Mocne, kontrowersyjne i brutalne książki, nie są dla każdego. Czy jest coś takiego, co Was w nich odpycha? Coś o czym nie dalibyście rady czytać?
?Psychol? to zdecydowanie seria, która ryje głowę. Jak zaczynałam ją czytać, to szczerze, myślałam, że nic mnie już nie zdziwi, zadziwi czy zniesmaczy. Lubię mocne książki i to nie chodzi o to, że ja popieram takie rzeczy, broń Boże, ale pomimo całej brutalności, patologii czy popieprzenia, ja czytając, chce wiedzieć co dalej. Normalnie zżera mnie od środka tak wielka ciekawość, że pomimo przerażenia jakim napawają mnie niektóre sceny, ja wciąż chce to czytać. Pod koniec mój mózg przypomina papkę, jednakże to w żaden sposób nie powstrzymuje mnie przed sięgnięciem po kolejną ?porytą? książkę.
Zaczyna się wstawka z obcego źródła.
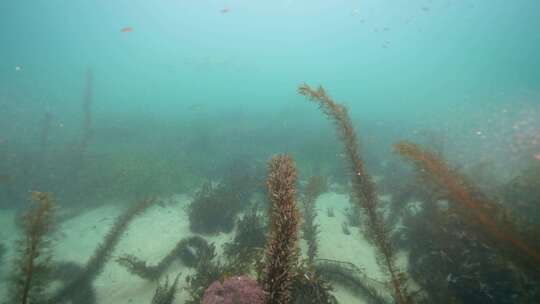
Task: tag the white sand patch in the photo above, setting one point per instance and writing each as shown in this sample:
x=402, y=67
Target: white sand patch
x=153, y=234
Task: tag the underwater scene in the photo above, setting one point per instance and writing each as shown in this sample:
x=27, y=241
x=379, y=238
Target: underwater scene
x=269, y=152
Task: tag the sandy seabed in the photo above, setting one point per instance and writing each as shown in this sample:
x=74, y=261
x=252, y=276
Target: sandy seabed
x=153, y=234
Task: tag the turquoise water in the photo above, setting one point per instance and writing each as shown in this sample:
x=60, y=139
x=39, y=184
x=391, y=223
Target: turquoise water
x=105, y=102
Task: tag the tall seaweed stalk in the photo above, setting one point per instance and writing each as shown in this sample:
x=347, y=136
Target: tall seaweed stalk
x=282, y=248
x=29, y=279
x=494, y=218
x=363, y=188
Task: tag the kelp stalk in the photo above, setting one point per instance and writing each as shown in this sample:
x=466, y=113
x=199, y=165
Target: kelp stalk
x=282, y=248
x=362, y=186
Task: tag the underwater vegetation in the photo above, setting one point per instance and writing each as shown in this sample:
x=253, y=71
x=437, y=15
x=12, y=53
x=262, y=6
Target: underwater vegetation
x=30, y=277
x=464, y=246
x=166, y=293
x=282, y=248
x=495, y=221
x=215, y=207
x=363, y=188
x=189, y=250
x=33, y=266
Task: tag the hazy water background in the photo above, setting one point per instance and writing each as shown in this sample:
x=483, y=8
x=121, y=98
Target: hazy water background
x=196, y=87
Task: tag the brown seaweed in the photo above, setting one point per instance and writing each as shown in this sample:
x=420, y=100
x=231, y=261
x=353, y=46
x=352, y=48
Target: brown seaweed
x=363, y=188
x=282, y=248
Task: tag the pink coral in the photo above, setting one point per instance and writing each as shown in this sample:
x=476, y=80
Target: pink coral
x=234, y=290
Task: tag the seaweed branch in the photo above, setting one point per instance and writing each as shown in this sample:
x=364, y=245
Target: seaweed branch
x=310, y=229
x=29, y=279
x=496, y=219
x=102, y=254
x=362, y=186
x=282, y=248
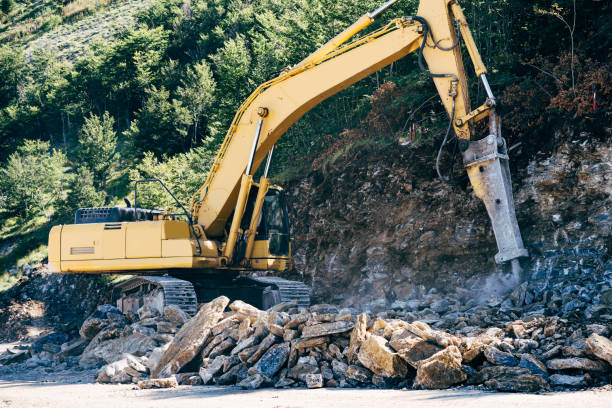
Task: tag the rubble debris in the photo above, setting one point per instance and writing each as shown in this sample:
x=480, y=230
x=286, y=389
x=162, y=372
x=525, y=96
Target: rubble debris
x=600, y=347
x=375, y=355
x=293, y=346
x=441, y=370
x=190, y=338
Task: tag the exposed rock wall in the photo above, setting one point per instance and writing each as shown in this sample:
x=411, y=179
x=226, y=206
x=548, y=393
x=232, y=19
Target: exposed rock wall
x=378, y=226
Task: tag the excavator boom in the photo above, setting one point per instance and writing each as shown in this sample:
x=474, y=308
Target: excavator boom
x=277, y=104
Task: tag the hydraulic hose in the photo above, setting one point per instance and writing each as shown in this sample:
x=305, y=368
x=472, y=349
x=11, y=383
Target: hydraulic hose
x=427, y=32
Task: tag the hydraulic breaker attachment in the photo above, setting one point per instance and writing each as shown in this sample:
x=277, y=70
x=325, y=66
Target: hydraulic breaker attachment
x=486, y=162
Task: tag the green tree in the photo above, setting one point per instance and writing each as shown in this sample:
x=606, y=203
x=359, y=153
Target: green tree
x=13, y=71
x=32, y=180
x=232, y=65
x=183, y=174
x=81, y=193
x=197, y=93
x=161, y=125
x=97, y=148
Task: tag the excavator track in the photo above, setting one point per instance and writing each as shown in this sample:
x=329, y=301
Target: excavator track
x=160, y=291
x=156, y=291
x=288, y=290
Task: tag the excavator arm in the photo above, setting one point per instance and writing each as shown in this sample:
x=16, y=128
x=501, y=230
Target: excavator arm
x=277, y=104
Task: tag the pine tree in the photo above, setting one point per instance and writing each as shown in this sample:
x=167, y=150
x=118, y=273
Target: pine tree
x=32, y=180
x=81, y=193
x=7, y=6
x=197, y=93
x=97, y=148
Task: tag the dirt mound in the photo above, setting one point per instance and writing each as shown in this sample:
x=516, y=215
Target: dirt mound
x=42, y=302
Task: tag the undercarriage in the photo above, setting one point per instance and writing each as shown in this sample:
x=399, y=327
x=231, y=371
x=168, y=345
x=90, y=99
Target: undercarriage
x=188, y=290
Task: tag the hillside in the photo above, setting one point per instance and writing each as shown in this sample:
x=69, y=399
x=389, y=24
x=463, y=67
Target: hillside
x=82, y=119
x=68, y=29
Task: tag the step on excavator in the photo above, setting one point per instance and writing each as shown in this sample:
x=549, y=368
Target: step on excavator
x=237, y=228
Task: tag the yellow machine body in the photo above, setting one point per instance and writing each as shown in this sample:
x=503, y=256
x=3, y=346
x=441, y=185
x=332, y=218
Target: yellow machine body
x=141, y=246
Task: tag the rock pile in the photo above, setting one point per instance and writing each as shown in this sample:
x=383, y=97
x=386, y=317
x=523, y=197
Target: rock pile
x=325, y=346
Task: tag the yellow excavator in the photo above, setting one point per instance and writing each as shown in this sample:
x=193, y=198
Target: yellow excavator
x=236, y=226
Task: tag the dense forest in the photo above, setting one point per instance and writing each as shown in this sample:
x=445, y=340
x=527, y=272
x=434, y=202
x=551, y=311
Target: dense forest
x=156, y=98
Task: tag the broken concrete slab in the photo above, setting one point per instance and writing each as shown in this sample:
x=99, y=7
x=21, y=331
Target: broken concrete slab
x=190, y=339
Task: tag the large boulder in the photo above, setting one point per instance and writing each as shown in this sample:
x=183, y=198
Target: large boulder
x=108, y=351
x=273, y=360
x=509, y=379
x=576, y=363
x=415, y=350
x=189, y=340
x=375, y=355
x=441, y=370
x=498, y=357
x=600, y=347
x=358, y=336
x=323, y=329
x=175, y=315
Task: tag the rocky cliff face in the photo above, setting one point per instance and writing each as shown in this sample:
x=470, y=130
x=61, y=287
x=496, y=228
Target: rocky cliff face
x=379, y=227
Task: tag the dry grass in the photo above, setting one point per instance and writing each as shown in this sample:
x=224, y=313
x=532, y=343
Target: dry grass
x=80, y=7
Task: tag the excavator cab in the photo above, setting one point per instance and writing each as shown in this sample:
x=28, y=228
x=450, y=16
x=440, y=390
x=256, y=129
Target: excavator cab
x=273, y=237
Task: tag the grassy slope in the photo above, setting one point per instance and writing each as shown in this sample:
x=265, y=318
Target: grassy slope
x=68, y=37
x=66, y=31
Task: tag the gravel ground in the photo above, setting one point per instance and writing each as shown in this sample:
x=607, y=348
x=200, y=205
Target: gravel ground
x=76, y=389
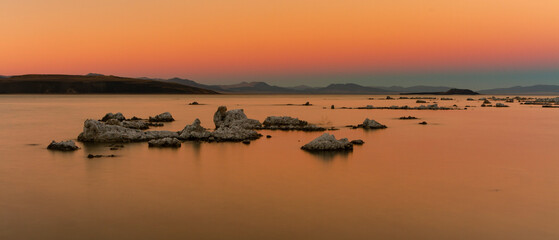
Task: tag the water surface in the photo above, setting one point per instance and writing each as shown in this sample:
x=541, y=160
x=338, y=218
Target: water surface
x=480, y=173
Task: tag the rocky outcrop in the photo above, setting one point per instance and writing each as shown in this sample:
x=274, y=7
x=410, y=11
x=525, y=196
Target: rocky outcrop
x=163, y=117
x=118, y=116
x=407, y=118
x=500, y=105
x=113, y=121
x=371, y=124
x=357, y=142
x=95, y=131
x=149, y=135
x=135, y=124
x=194, y=132
x=235, y=134
x=289, y=123
x=165, y=142
x=235, y=117
x=328, y=142
x=63, y=146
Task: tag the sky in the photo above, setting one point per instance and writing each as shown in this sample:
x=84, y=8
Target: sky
x=459, y=43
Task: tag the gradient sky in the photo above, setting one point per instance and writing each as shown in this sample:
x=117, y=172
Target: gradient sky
x=462, y=43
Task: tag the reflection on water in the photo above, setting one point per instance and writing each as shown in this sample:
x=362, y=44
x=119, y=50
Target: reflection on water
x=481, y=173
x=330, y=155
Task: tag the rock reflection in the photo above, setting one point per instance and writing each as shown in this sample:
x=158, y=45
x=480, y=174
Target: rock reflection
x=328, y=156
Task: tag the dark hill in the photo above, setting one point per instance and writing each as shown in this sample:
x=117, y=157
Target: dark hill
x=349, y=88
x=61, y=84
x=535, y=89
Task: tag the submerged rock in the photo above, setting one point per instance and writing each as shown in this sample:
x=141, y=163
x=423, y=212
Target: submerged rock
x=500, y=105
x=163, y=117
x=118, y=116
x=99, y=156
x=95, y=131
x=357, y=142
x=371, y=124
x=135, y=124
x=194, y=132
x=235, y=117
x=328, y=142
x=63, y=146
x=235, y=134
x=165, y=142
x=289, y=123
x=149, y=135
x=113, y=121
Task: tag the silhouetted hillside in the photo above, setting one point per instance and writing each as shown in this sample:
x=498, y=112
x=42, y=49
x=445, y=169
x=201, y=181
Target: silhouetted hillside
x=528, y=90
x=92, y=84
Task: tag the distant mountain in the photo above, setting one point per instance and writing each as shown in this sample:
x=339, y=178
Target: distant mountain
x=528, y=90
x=94, y=75
x=188, y=82
x=255, y=87
x=419, y=88
x=454, y=91
x=61, y=84
x=348, y=88
x=301, y=88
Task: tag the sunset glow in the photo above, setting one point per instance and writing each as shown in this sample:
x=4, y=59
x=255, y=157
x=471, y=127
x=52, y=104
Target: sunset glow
x=213, y=41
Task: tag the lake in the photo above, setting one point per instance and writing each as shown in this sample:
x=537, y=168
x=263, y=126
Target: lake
x=480, y=173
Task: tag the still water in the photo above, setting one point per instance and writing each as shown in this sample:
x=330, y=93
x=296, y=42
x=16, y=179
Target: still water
x=481, y=173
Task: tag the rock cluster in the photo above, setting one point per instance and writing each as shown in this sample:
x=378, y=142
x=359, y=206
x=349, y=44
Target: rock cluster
x=406, y=107
x=289, y=123
x=371, y=124
x=163, y=117
x=96, y=131
x=231, y=126
x=165, y=142
x=118, y=116
x=194, y=132
x=357, y=142
x=500, y=105
x=328, y=142
x=232, y=118
x=63, y=146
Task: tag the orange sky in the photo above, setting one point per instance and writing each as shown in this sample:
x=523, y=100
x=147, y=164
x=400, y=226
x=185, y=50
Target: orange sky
x=211, y=39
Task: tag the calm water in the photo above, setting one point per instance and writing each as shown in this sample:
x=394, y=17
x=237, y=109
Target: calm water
x=481, y=173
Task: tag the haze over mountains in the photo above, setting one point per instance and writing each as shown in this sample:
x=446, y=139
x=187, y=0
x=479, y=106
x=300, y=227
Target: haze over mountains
x=351, y=88
x=99, y=83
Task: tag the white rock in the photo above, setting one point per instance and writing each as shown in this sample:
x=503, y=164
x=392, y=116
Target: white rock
x=63, y=146
x=234, y=133
x=194, y=131
x=289, y=123
x=327, y=142
x=163, y=117
x=149, y=135
x=113, y=121
x=95, y=131
x=118, y=116
x=165, y=142
x=500, y=105
x=235, y=117
x=135, y=124
x=371, y=124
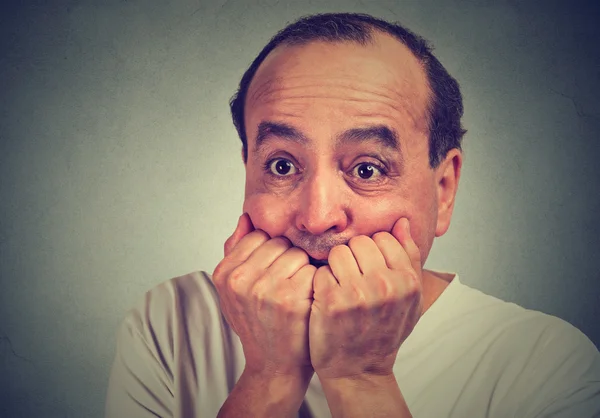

Jeśli czytacie tę recenzję, to myślę, że dwie poprzednie części ?Psychola? macie już za sobą. Zapewne pamiętacie co przeżyła Marta i Piotr oraz jak doszło do poznania komisarza Marcela Zielińskiego. Aktualnie Piotr z Martą postanawiają razem zamieszkać i tak po prawdzie rozpoczynają poznawanie się ?na nowo? oraz poznawanie życia, które nigdy wcześniej nie było im dane. Z kolei komisarz Marcel, wiedziony wyrzutami sumienia związanymi z wydarzeniami w poprzedniej części, chce pomóc młodej dziewczynie Nataszy, którą uratował z rąk Garego. Oferuje jej pracę wraz z zakwaterowaniem, bowiem dziewczyna pozostała praktycznie bez środków do życia i jakichkolwiek perspektyw powrotu do poprzedniej pracy. Gdy Marcel udziela wywiadu w telewizji, nie spodziewa się, że jego świat od tego momentu diametralnie się zmieni i zacznie się zastanawiać, czy wydarzenia które go spotykają to karma? Czy może po prostu niefortunny zbieg okoliczności?
Oprócz znanych nam już bohaterów, autorka wprowadziła tajemniczą postać Damiana, który powiem szczerze intrygował mnie najbardziej. Samo wykreowanie go wywoływało u mnie ciarki na plecach, a czyny jakiś się dopuszczał nieraz mnie mroziły, a nawet wywoływały lekkie obrzydzenie. Monika w tej części po raz kolejny mnie zszokowała, bowiem naprawdę myślałam, że nic mnie już nie zaskoczy. Cała książka ma trzy wątki, które po czasie się zazębiają i łączą, przez co historia z każdą stroną wciąga coraz bardziej i pomino wydarzeń ?.nazwijmy je mocno kontrowersyjnymi, to i tak z zapałem przewraca się każdą stronę, aby poznać zakończenie tych ?chorych? sytuacji. Ale to nic! Sama końcówka i to co się okazało, wprawiło mnie w niemałe osłupienie! Pierwszy raz musiałam przeczytać jedno zdanie dwa razy, bo nie dowierzałam co tu się naraz odwaliło..! Monika, tak jak pisałaś na początku, tak powiem tylko, że udało Ci się po raz kolejny napisać mocną książkę, która zaskakuje, zniesmacza, a jednoczenie intryguje i nie da się jej odłożyć. Jestem przerażona Twoimi pomysłami, które umieszczasz w tej książce, ale i tak dalej czekam na kolejne książki! Jeśli znacie poprzednie części i nie są Wam straszne mocne, brutalne i kontrowersyjne historie (zresztą jak czytaliście pierwsze dwa tomy to wiecie po części czego się można spodziewać ) to czytajcie ?Karmę?!